July 24 through September 30, 2009
Opening reception for the artist, Friday, July 24 from 7:00 to 9:00 pm
Gallery talk Saurday, July 25 from 3:00 to 5:00 pm

Sweet Harvest by Charles Bibbs
"Sweet Harvest"

Charles Bibbs is an accomplished fine artist, entrepreneur and philanthropist who has always believed we are the keepers of our culture. As such, Bibbs spends much of his time working to develop a cohesive, energized African American community. Charles Bibbs’ artwork fuses African American and Native American cultural themes to make powerful cross-cultural statements. His work is thought provoking and capable of arousing strong emotions that cross ethnic, gender and generational barriers. His artistic renderings convey a deep sense of spirituality, majesty, dignity, strength and grace. However his works are viewed or whatever individual emotions they may evoke, they remain characteristically and recognizably Bibbs. “My most important goal is to make profound aesthetic statements that are ethnically rooted, and at the same time arouse spiritual emotions within us.”

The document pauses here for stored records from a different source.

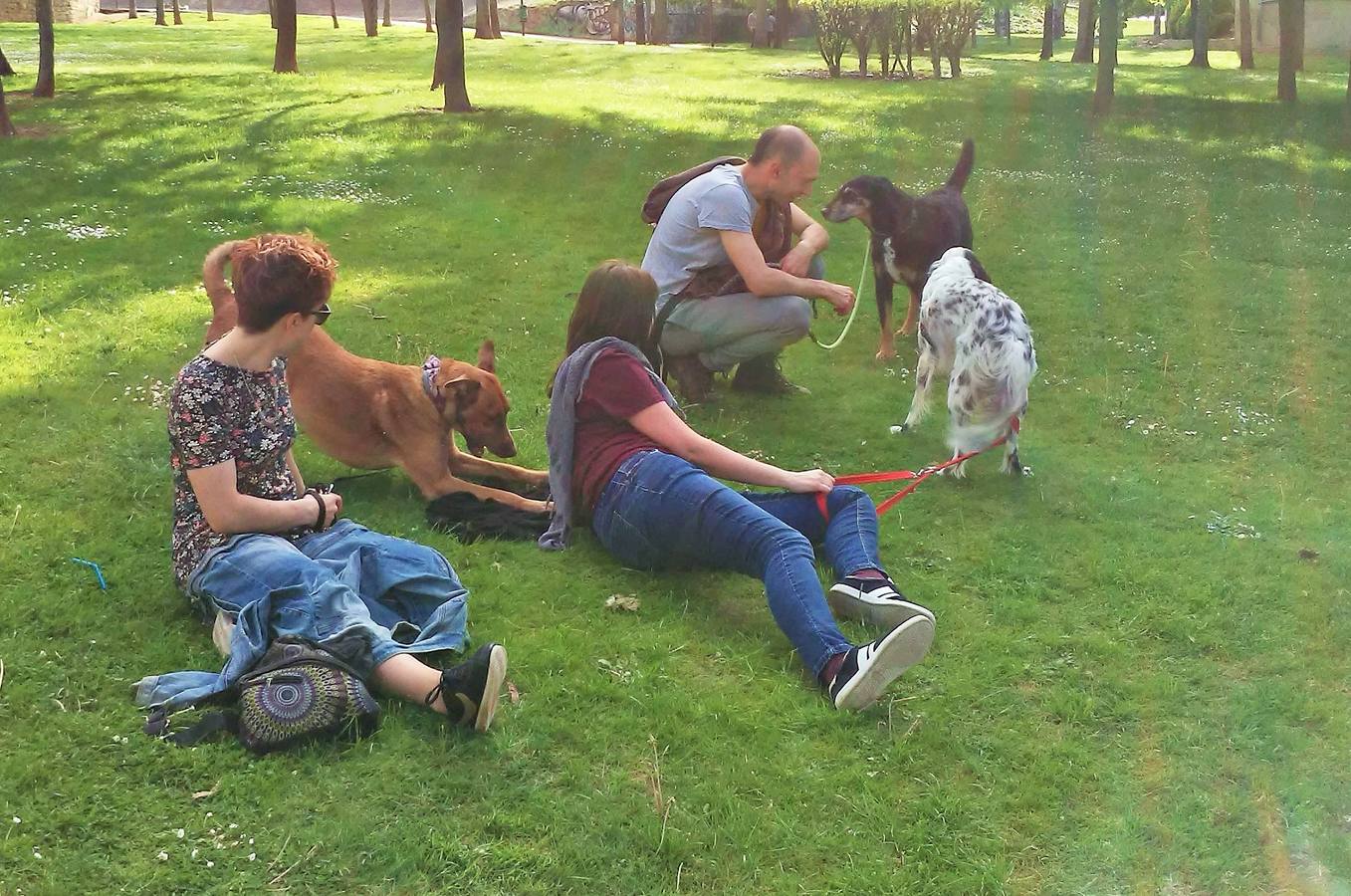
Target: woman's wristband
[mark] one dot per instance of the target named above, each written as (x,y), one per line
(324,511)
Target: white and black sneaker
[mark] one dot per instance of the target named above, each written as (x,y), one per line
(873,600)
(867,670)
(470,689)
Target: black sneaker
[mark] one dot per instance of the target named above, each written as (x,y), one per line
(763,376)
(873,600)
(866,670)
(472,688)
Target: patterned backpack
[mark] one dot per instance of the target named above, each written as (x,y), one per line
(296,694)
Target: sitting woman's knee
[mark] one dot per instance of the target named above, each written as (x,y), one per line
(843,496)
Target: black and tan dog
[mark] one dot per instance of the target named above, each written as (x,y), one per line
(370,414)
(909,233)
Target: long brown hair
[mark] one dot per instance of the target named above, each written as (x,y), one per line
(616,301)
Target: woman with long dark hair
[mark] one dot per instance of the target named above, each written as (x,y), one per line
(620,454)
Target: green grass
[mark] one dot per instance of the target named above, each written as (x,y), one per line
(1124,696)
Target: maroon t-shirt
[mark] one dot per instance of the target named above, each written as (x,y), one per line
(616,389)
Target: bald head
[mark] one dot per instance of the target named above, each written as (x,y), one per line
(786,143)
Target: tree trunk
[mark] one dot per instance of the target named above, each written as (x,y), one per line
(1245,60)
(1298,35)
(46,84)
(862,44)
(1200,35)
(449,69)
(1083,34)
(284,60)
(884,41)
(661,23)
(6,124)
(909,42)
(1048,31)
(1285,82)
(1109,23)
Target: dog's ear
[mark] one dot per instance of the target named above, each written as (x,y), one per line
(487,357)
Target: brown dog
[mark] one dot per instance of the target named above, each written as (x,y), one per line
(371,415)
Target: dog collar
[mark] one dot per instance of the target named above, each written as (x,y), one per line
(431,366)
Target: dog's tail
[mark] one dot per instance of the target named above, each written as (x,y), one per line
(957,180)
(214,275)
(1000,378)
(223,311)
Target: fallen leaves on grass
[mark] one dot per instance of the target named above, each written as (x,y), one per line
(621,601)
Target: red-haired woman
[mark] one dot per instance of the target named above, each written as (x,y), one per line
(252,543)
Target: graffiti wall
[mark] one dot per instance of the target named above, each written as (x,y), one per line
(594,19)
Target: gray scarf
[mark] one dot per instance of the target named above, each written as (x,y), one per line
(563,426)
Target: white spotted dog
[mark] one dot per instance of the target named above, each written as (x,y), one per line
(977,334)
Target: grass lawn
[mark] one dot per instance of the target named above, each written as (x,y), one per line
(1139,685)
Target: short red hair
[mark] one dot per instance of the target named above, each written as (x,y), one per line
(275,275)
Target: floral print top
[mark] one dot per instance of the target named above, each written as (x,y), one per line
(219,412)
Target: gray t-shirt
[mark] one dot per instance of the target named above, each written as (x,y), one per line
(687,238)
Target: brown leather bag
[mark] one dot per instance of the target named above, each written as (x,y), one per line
(772,229)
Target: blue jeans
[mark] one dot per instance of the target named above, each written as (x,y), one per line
(663,513)
(362,594)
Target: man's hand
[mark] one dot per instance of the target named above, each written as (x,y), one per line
(797,260)
(839,296)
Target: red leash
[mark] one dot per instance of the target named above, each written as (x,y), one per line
(892,476)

Charles BibbsBibbs has also founded a number of organizations and businesses to help in the growth of African American artistic expression such as: Art 2000, Art on Tour, Images Magazine and the Inland Empire Music and Arts Foundation. Charles Bibbs’ own corporation, B Graphics and Fine Arts, Inc., is recognized as one of the leading publishers and distributors of beautiful African American images. “For many years, we have introduced nothing but the best quality and technically advanced prints to our customers.”